Usually, when the computer says ‘White is winning’ in a game involving a grandmaster, it is a fair assumption that the game will indeed be won. I was going to say that you could eat your hat if White did not win in such circumstances but I’m steering clear of such rash assertions these days. Without doubt, however, the story that will appear in your chess columns on Monday – or Tuesday or Wednesday, whenever they catch up with Round 7 at the Tata Steel Chess Masters – will be how Magnus Carlsen failed to win his game against Anish Giri. Admittedly, Giri is the draw bore of the modern game, having drawn all his games at the London Chess Classic and the first five in this tournament. Nonetheless, this was the situation after 55…Kg8:
At this point the computer not only had White winning but the rating was 53.12 i.e. as near a dead cert as you can get – and remember, this is the World Champion we are talking about. However, there was a catch. The rating was based on Carlsen playing the ‘best’ move 56. Rc8+ whereby Giri would have to concede Q+R for R+B to avoid mate in three and the game was lost. Of the two best alternatives offered by the computer, 56. Bf7+ was rated at only 2.77 while 56. Rg5+ scored -2.53 i.e. favouring Black. Carlsen chose 56. Bf7+ and 67 moves later the game was drawn. Giri did not spot the mate either and there was an amusing look of incomprehension on his face when the press informed him after the match. However, he considered that Carlsen’s failure to win a mate in three was of greater significance. “This is really the most embarrassing moment of Magnus Carlsen’s chess career, because no-one cares about me, but the guy, you know, is kind of a legend.” It will be interesting to hear Carlsen’s version of events.
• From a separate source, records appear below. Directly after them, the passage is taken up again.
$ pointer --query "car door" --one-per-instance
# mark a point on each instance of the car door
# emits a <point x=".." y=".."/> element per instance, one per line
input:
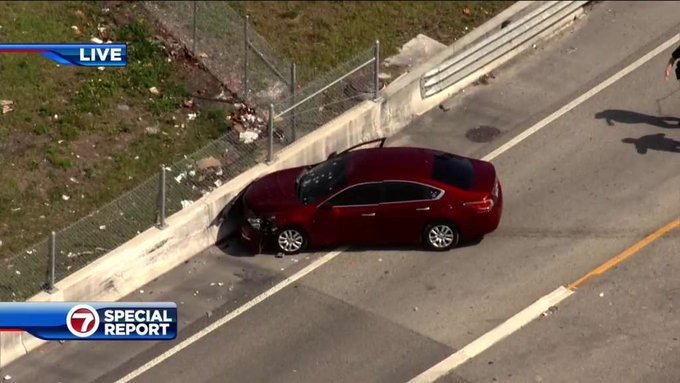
<point x="349" y="217"/>
<point x="406" y="207"/>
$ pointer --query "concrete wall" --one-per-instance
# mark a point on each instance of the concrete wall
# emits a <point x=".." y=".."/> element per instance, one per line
<point x="192" y="230"/>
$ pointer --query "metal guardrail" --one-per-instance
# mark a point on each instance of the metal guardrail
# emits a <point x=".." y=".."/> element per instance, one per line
<point x="516" y="33"/>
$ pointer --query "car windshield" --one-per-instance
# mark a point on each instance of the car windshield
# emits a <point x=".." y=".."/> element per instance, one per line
<point x="322" y="180"/>
<point x="453" y="170"/>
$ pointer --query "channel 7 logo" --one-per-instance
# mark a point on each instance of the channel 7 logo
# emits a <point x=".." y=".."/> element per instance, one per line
<point x="82" y="321"/>
<point x="92" y="321"/>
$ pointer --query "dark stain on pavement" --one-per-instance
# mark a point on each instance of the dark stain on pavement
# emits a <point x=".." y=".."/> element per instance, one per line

Regular visitors to this site may wonder why we are not celebrating the fine tournament being enjoyed thus far by Wei Yi. It is, of course, only the half-way stage and much could go wrong, especially as he still has to play So and Karjakin. Nevertheless, two wins in successive matches puts him joint second after seven rounds. While it is tempting to show either his fine win against van Wely today or his victory against Rapport on Friday, revenge for his World U20 defeat last month, we featured his first win a few days ago so instead let’s indulge in a little schadenfreude and enjoy another great escape, this time by Wesley So against….yes, Richard Rapport in Round 3. For 24 moves this was an equal game at which point Rapport (Black) began to gain an advantage. By move 31 he was ‘much better’ and a move later ‘Black is winning’ (-3.82). Once again, however, the ‘wrong’ move was chosen and after 33…Qf7 and 34…Qg6, the computer now tells us that ‘White is winning’ (4.00). Sadly, for Black it was not just a half-point that was conceded and So, who presumably could not believe his luck, won in 48 moves and now leads the tournament while Rapport languishes in 13th place.